Hi all,
So I have been studying over 7 months for this darn exam, but I am still not reaching my potential despite significant gains! For instance, I blind review at a 169, but receive only about 50 correct under timed conditions. I leave 40-60 questions unanswered. I have seen dramatic increases in my LG after going through all of 7sage's LG lessons, so thanks a lot for that YJ! However, my LR and RC have remained stagnant and I feel I hit a hump here completing about 14-18 LR's/section and 13-14 RC's/section. I have faith that I can get over these humps, considering I have score perfect on all three sections before.
However, RC is my main problem right now, since it is difficult to cut problems, and do much more practice on apart from blind reviewing the passages in comparison to "the fool proof method to a perfect LG section method." After reading an RC book by manhattan and going up a handful of points to about 11 correct on RC, I have consistently scored 9-13 correct on this section without fail. This is sort of expected, because I don't really practice RC the way I do LG, as I don't drill RC at all besides in PTs' (I am scared to run out of RC passages for PTs' - stupid I know), but I also replaced them with Economist passage drills. In any case, Is their any suggestions for both RC and getting my speed up to a 160+ speed?
Thanks everyone!
Comments
Also, like @Al said, are you reading for structure vs. context? i was reading for context for over 4 months and was getting no where, and once i started reading for structure i found my RC improved drastically.
And yes, you can definitely be at 160+ progress, you just have to take a section and drill into it..
A general note - the LSAT is a MASTERY test.
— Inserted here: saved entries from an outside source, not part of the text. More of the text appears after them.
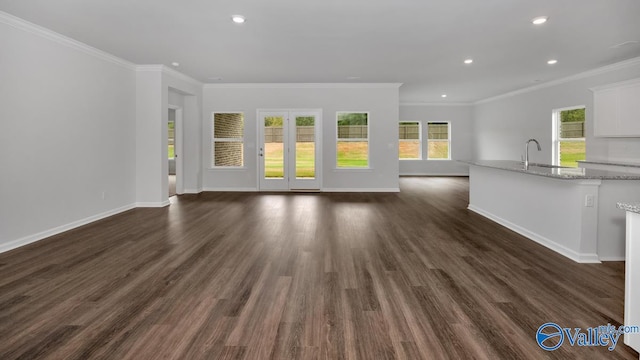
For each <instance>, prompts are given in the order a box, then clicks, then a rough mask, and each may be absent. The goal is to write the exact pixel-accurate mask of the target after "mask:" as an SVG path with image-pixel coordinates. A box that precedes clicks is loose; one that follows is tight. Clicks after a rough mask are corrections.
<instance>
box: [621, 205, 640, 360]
mask: <svg viewBox="0 0 640 360" xmlns="http://www.w3.org/2000/svg"><path fill="white" fill-rule="evenodd" d="M618 208H620V209H623V210H626V211H627V254H626V262H625V284H624V324H625V325H627V326H634V325H637V326H640V203H637V204H627V203H618ZM624 343H625V344H627V345H629V346H630V347H631V348H633V349H634V350H636V351H638V352H640V334H638V333H625V334H624Z"/></svg>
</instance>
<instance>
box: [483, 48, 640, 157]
mask: <svg viewBox="0 0 640 360" xmlns="http://www.w3.org/2000/svg"><path fill="white" fill-rule="evenodd" d="M637 77H640V59H633V60H631V61H627V62H624V63H619V64H615V65H613V66H610V67H608V68H602V69H599V70H596V71H592V72H589V73H586V74H582V75H578V76H575V77H574V80H570V81H566V82H557V84H556V85H553V86H546V85H543V86H541V87H539V88H538V89H536V90H533V91H523V92H517V93H514V94H507V95H505V96H500V97H497V98H494V99H489V100H488V101H481V102H479V103H477V104H476V106H475V110H474V133H475V140H476V141H475V153H476V154H477V158H478V159H497V160H520V156H521V155H522V154H523V153H524V143H525V141H526V140H527V139H529V138H536V139H538V140H539V141H540V144H541V145H542V148H543V149H542V152H538V151H537V150H535V149H534V145H531V149H530V151H529V154H530V159H531V161H533V162H543V163H551V161H552V150H551V146H552V132H551V130H552V123H551V114H552V111H553V110H554V109H559V108H565V107H569V106H578V105H584V106H586V125H585V126H586V141H587V160H594V161H595V160H602V161H625V162H636V163H637V162H640V139H638V138H596V137H594V136H593V93H592V92H591V91H590V90H589V88H591V87H595V86H599V85H605V84H609V83H614V82H618V81H622V80H627V79H632V78H637Z"/></svg>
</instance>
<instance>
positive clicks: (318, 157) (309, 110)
mask: <svg viewBox="0 0 640 360" xmlns="http://www.w3.org/2000/svg"><path fill="white" fill-rule="evenodd" d="M321 119H322V112H321V110H277V111H275V110H274V111H271V110H268V111H267V110H265V111H258V126H259V128H258V133H259V139H260V144H259V146H260V149H259V154H258V155H259V159H258V164H259V171H258V176H259V181H258V185H259V189H260V190H261V191H273V190H277V191H291V190H297V191H301V190H306V191H318V190H320V185H321V178H322V177H321V168H322V166H321V164H322V162H321V154H322V149H321V147H322V145H321V144H322V141H321V139H320V135H321V131H320V129H321V127H320V125H321V124H320V123H321Z"/></svg>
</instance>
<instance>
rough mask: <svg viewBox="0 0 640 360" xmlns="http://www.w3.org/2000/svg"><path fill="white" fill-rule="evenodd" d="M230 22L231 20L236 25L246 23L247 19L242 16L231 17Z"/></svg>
mask: <svg viewBox="0 0 640 360" xmlns="http://www.w3.org/2000/svg"><path fill="white" fill-rule="evenodd" d="M231 20H233V22H234V23H236V24H242V23H244V22H245V21H247V19H245V18H244V16H242V15H233V16H232V17H231Z"/></svg>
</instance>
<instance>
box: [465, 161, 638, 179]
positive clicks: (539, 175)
mask: <svg viewBox="0 0 640 360" xmlns="http://www.w3.org/2000/svg"><path fill="white" fill-rule="evenodd" d="M465 162H466V163H467V164H470V165H476V166H483V167H489V168H494V169H501V170H509V171H516V172H521V173H525V174H531V175H538V176H546V177H551V178H556V179H564V180H582V179H596V180H640V174H628V173H621V172H616V171H607V170H596V169H583V168H568V167H560V166H553V165H546V164H536V163H529V166H528V167H527V168H526V169H525V167H524V164H523V163H522V162H520V161H513V160H471V161H465Z"/></svg>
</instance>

This is the heart of your issue. You know enough to eventually be able to identify what's going on and stumble your way through those answer choices (hence, your high blind review score), but you don't know it well enough to spot it on sight or manipulate it on demand. When you get better at the underlying skills, the speed will come. Identifying which underlying skills need work, therefore, is the first step.
So, now that you have shown me a handful of skill I consider (hyper-specific) weaknesses how can I both work on them without messing up test material and find all the other (hyper-specific) weaknesses I may have??
Talking with a tutor obviously helps, but it's cheaper if you can figure it out on your own. Either way, you have to resolve or at least identify your issues before moving forward; flawed practice is worthless practice.
http://7sage.com/discussion/#/discussion/683/answering-a-question-problem
Just want to ask that by 'have to answer questions quickly' do you mean most of the time there's no need to refer to the passage?
Thanks!
Most students, when they refer back, are hunting for the answer to the question. That aimless searching, hoping to stumble upon the answer, is what really eats up time. When you refer back, you should be refreshing your memory on a specific piece of information, and you should know where (generally) that information appears.